Calcium entry through glutamate receptors activates the H2S-synthesizing enzyme, cystathionine β-synthase (CBS), via calcium/calmodulin. H2S activates K+ channels and/or adenylate cyclase.

"Yet, NO and CO cannot be stored in vesicles," Snyder remarks. "Hence, their biosynthetic enzymes must be exquisitely regulated to permit activation with each nerve impulse." Calmodulin helps cells attain this regulation. NO synthase and HO bind calmodulin, and neuronal depolarization triggers calcium entry into cells. The calcium binds to and activates both calmodulin and the enzyme.

Furthermore, Ryter adds that carbon monoxide is relatively stable, so it does not conform to the classical definition of a transmitter as degrading rapidly. "The mechanisms by which the CO-generated signal is attenuated, and by which CO is cleared from the site of action remain unanswered," he says.


Given the diverse range of actions, it is perhaps not surprising that research into gaso-transmitters has opened rich therapeutic opportunities. Indeed, some drugs that modulate gasotransmitters are already used clinically. NO donor compounds, such as sodium nitroprusside and glyceryl trinitrate, have been used clinically as vasodilators. Sildenafil, tadalafil, and vardenafil, the drugs used to treat erectile dysfunction, act by inhibiting phosphodiesterase 5. This enhances NO's ability to increase cGMP concentrations and, therefore, dilates the penile vasculature.

Darren Boehning at Johns Hopkins speculates that, in the future, disorders characterized by dysfunctional gastrointestinal motility might represent a potential market for drugs modulating gasotransmitter function. He is a member of a team investigating the cotransmitter roles played by NO and CO in the gut; they also are unraveling HO2's association with other brain proteins. "There may also be a market for psychoactive drugs, since NO has been linked to aggressive behavior," he says. Furthermore, CO is required for ejaculation and anal sphincter function, while HO2 activity seems to be neuroprotective. Such findings open yet more therapeutic opportunities.

Delivering gas by inhalation offers one novel approach to exploiting these opportunities. Furthermore, prototype drugs modulating gasotransmitters other than NO are beginning to emerge. In the United Kingdom, for example, Motterlini's team developed a novel means to deliver therapeutic CO: a group of transition-metal carbonyls.8 "Our attempt to diversify the portfolio of CO-releasing molecules that possess a variety of chemical characteristics, such as water-soluble versus lipid-soluble and slow versus fast releasers, could facilitate the development of drugs for the therapeutic delivery of CO in a safe, measurable, and controllable fashion."

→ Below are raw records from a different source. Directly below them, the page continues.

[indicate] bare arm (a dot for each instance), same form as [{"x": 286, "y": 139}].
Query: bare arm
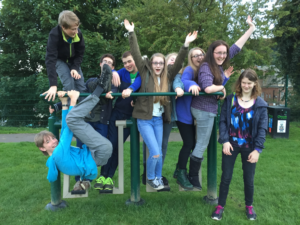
[{"x": 241, "y": 42}]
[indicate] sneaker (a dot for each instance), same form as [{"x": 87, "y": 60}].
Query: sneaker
[
  {"x": 160, "y": 182},
  {"x": 194, "y": 180},
  {"x": 109, "y": 184},
  {"x": 100, "y": 182},
  {"x": 217, "y": 214},
  {"x": 251, "y": 215},
  {"x": 165, "y": 181},
  {"x": 86, "y": 184},
  {"x": 77, "y": 186},
  {"x": 104, "y": 80},
  {"x": 154, "y": 184}
]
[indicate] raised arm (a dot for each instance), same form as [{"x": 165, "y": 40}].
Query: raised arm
[
  {"x": 175, "y": 68},
  {"x": 241, "y": 42},
  {"x": 134, "y": 47}
]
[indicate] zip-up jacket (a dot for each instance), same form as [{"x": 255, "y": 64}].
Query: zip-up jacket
[
  {"x": 259, "y": 123},
  {"x": 59, "y": 48},
  {"x": 144, "y": 105}
]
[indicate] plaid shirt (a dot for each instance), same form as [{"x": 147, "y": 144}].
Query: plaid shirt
[{"x": 205, "y": 79}]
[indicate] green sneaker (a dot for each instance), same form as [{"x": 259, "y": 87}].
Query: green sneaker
[
  {"x": 109, "y": 184},
  {"x": 100, "y": 182}
]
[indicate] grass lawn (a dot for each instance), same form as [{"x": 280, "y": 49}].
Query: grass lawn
[
  {"x": 21, "y": 130},
  {"x": 25, "y": 191}
]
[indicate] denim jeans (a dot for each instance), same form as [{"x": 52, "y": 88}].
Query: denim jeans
[
  {"x": 205, "y": 123},
  {"x": 227, "y": 171},
  {"x": 152, "y": 133},
  {"x": 68, "y": 82},
  {"x": 101, "y": 129},
  {"x": 110, "y": 168},
  {"x": 167, "y": 128}
]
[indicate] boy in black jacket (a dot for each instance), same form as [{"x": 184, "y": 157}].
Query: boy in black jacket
[{"x": 65, "y": 50}]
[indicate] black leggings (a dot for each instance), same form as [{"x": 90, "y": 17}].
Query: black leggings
[
  {"x": 227, "y": 170},
  {"x": 187, "y": 132}
]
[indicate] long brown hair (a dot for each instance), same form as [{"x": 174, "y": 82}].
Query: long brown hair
[
  {"x": 252, "y": 76},
  {"x": 210, "y": 60},
  {"x": 163, "y": 86},
  {"x": 190, "y": 62}
]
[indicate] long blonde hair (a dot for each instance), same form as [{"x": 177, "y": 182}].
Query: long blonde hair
[
  {"x": 163, "y": 86},
  {"x": 190, "y": 62}
]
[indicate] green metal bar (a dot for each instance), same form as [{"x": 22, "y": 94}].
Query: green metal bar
[
  {"x": 139, "y": 94},
  {"x": 211, "y": 197},
  {"x": 56, "y": 185},
  {"x": 286, "y": 89},
  {"x": 135, "y": 197}
]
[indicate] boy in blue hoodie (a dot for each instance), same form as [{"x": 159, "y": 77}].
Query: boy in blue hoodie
[{"x": 72, "y": 160}]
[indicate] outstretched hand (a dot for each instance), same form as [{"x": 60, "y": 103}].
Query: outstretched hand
[
  {"x": 128, "y": 26},
  {"x": 229, "y": 72},
  {"x": 190, "y": 38},
  {"x": 249, "y": 21}
]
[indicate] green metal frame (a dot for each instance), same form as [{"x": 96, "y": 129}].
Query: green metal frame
[{"x": 135, "y": 198}]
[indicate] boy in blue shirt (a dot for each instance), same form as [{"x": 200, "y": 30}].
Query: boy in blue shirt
[{"x": 72, "y": 160}]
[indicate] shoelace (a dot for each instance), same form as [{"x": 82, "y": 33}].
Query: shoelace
[
  {"x": 250, "y": 209},
  {"x": 218, "y": 209}
]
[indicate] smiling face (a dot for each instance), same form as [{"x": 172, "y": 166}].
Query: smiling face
[
  {"x": 129, "y": 64},
  {"x": 158, "y": 64},
  {"x": 171, "y": 59},
  {"x": 107, "y": 61},
  {"x": 50, "y": 143},
  {"x": 247, "y": 85},
  {"x": 71, "y": 31},
  {"x": 197, "y": 56},
  {"x": 220, "y": 54}
]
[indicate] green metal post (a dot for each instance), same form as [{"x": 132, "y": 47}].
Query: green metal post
[
  {"x": 56, "y": 201},
  {"x": 135, "y": 197},
  {"x": 286, "y": 89},
  {"x": 211, "y": 197}
]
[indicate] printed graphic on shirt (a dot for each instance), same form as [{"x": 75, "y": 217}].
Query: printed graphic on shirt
[{"x": 241, "y": 125}]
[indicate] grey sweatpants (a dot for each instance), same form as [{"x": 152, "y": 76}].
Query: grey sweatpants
[{"x": 99, "y": 146}]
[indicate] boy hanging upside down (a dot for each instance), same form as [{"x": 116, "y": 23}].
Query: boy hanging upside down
[{"x": 72, "y": 160}]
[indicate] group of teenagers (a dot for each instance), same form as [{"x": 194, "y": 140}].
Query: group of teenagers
[{"x": 242, "y": 127}]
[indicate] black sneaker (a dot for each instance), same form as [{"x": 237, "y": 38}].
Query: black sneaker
[
  {"x": 104, "y": 80},
  {"x": 251, "y": 215},
  {"x": 194, "y": 180},
  {"x": 144, "y": 179},
  {"x": 155, "y": 184},
  {"x": 217, "y": 214},
  {"x": 165, "y": 181}
]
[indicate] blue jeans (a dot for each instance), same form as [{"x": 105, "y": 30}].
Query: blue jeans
[
  {"x": 101, "y": 129},
  {"x": 152, "y": 133},
  {"x": 109, "y": 169}
]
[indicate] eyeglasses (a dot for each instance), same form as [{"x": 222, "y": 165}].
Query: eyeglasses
[
  {"x": 197, "y": 56},
  {"x": 158, "y": 63},
  {"x": 107, "y": 62},
  {"x": 221, "y": 53}
]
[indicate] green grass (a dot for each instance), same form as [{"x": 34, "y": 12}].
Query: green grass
[
  {"x": 20, "y": 130},
  {"x": 25, "y": 191}
]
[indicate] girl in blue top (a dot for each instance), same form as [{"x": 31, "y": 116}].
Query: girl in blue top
[{"x": 242, "y": 128}]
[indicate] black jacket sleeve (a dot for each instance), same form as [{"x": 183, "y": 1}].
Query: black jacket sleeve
[
  {"x": 79, "y": 52},
  {"x": 51, "y": 58}
]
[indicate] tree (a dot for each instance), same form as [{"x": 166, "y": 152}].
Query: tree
[
  {"x": 24, "y": 29},
  {"x": 161, "y": 26}
]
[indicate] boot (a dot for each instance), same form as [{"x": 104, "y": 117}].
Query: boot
[
  {"x": 176, "y": 171},
  {"x": 195, "y": 165},
  {"x": 183, "y": 181}
]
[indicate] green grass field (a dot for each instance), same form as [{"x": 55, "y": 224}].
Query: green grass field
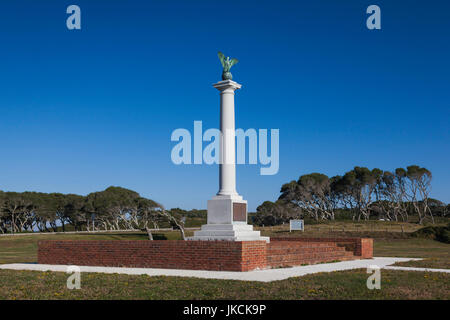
[
  {"x": 389, "y": 240},
  {"x": 337, "y": 285}
]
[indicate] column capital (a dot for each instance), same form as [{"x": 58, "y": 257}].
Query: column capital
[{"x": 227, "y": 84}]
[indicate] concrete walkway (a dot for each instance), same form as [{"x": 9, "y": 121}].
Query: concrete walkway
[{"x": 266, "y": 275}]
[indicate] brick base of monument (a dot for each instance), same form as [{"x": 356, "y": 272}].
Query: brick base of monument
[{"x": 203, "y": 255}]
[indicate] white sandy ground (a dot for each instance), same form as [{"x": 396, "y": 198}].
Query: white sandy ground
[{"x": 266, "y": 275}]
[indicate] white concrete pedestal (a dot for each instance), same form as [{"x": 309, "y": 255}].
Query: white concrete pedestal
[{"x": 227, "y": 211}]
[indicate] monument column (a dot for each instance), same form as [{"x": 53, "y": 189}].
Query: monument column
[
  {"x": 227, "y": 210},
  {"x": 227, "y": 166}
]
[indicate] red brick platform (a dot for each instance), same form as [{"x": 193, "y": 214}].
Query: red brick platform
[{"x": 203, "y": 255}]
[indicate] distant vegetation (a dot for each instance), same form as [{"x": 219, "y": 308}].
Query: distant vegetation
[
  {"x": 360, "y": 194},
  {"x": 115, "y": 208}
]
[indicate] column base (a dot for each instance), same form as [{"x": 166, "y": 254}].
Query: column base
[
  {"x": 227, "y": 220},
  {"x": 228, "y": 232}
]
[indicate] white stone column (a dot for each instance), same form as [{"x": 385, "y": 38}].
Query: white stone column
[
  {"x": 227, "y": 166},
  {"x": 227, "y": 211}
]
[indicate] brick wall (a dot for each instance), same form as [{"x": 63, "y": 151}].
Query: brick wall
[
  {"x": 361, "y": 247},
  {"x": 202, "y": 255},
  {"x": 168, "y": 254}
]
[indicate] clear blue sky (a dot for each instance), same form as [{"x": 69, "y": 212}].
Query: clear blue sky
[{"x": 83, "y": 110}]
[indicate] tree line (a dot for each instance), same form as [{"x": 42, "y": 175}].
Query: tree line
[
  {"x": 115, "y": 208},
  {"x": 394, "y": 195}
]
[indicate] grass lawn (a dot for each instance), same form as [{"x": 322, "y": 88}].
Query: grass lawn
[{"x": 336, "y": 285}]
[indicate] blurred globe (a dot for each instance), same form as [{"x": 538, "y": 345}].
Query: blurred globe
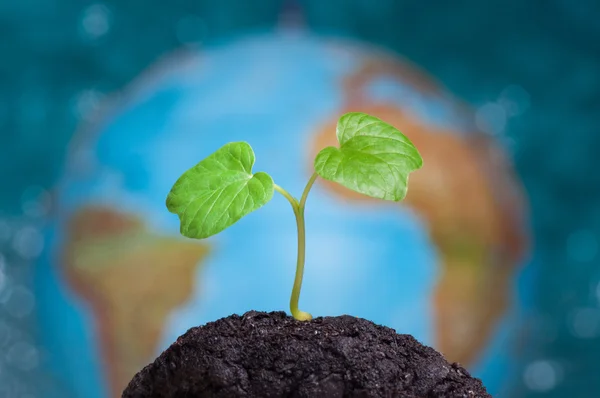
[{"x": 118, "y": 283}]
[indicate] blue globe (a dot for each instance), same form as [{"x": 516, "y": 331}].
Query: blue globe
[{"x": 125, "y": 284}]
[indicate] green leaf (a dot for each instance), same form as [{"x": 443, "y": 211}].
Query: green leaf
[
  {"x": 374, "y": 158},
  {"x": 218, "y": 191}
]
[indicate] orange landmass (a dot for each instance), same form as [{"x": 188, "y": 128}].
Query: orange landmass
[
  {"x": 132, "y": 279},
  {"x": 469, "y": 199}
]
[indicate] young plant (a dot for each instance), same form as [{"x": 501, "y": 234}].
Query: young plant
[{"x": 373, "y": 158}]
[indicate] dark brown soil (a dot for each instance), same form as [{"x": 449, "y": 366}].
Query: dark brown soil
[{"x": 272, "y": 355}]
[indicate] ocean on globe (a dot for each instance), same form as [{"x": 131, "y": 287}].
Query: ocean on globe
[{"x": 118, "y": 283}]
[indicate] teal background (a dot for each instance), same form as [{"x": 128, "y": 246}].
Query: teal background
[{"x": 59, "y": 58}]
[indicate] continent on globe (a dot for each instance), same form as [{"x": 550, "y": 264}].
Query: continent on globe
[
  {"x": 132, "y": 279},
  {"x": 468, "y": 198}
]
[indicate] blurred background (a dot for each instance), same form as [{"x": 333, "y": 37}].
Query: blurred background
[{"x": 493, "y": 258}]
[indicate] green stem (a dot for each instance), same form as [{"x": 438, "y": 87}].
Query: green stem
[{"x": 298, "y": 209}]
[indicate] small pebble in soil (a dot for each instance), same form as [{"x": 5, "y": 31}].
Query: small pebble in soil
[{"x": 272, "y": 355}]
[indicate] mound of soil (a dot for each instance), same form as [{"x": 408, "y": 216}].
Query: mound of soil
[{"x": 272, "y": 355}]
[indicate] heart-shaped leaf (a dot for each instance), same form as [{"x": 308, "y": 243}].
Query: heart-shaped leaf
[
  {"x": 374, "y": 158},
  {"x": 218, "y": 191}
]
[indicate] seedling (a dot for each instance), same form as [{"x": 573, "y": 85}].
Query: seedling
[{"x": 373, "y": 158}]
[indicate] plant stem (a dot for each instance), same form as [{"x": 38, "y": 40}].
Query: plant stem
[{"x": 298, "y": 209}]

Inevitably, numerous questions remain. Boehning asks for example, whether physiologic CO levels activate soluble guanylyl cyclase or act through other targets, such as potassium channel activation. He also wants to know whether there is adequate heme for HO to generate sufficient CO on demand during repeated neuronal depolarizations. "Another interesting question is how NO and CO interplay in tissues in which both appear to be neurotransmitters," he adds. "Why do you need both?"

Motterlini agrees that understanding why the body needs to produce more than one gaseous molecule and characterizing interactions between the gasotransmitters are key issues for future research. "Do they act in a concerted way, or is one pathway controlling the other? And if so, why?" he asks. "NO is more potent than CO, thus why is CO needed?" Yet, he argues, the two gasotransmitters may show different specificities.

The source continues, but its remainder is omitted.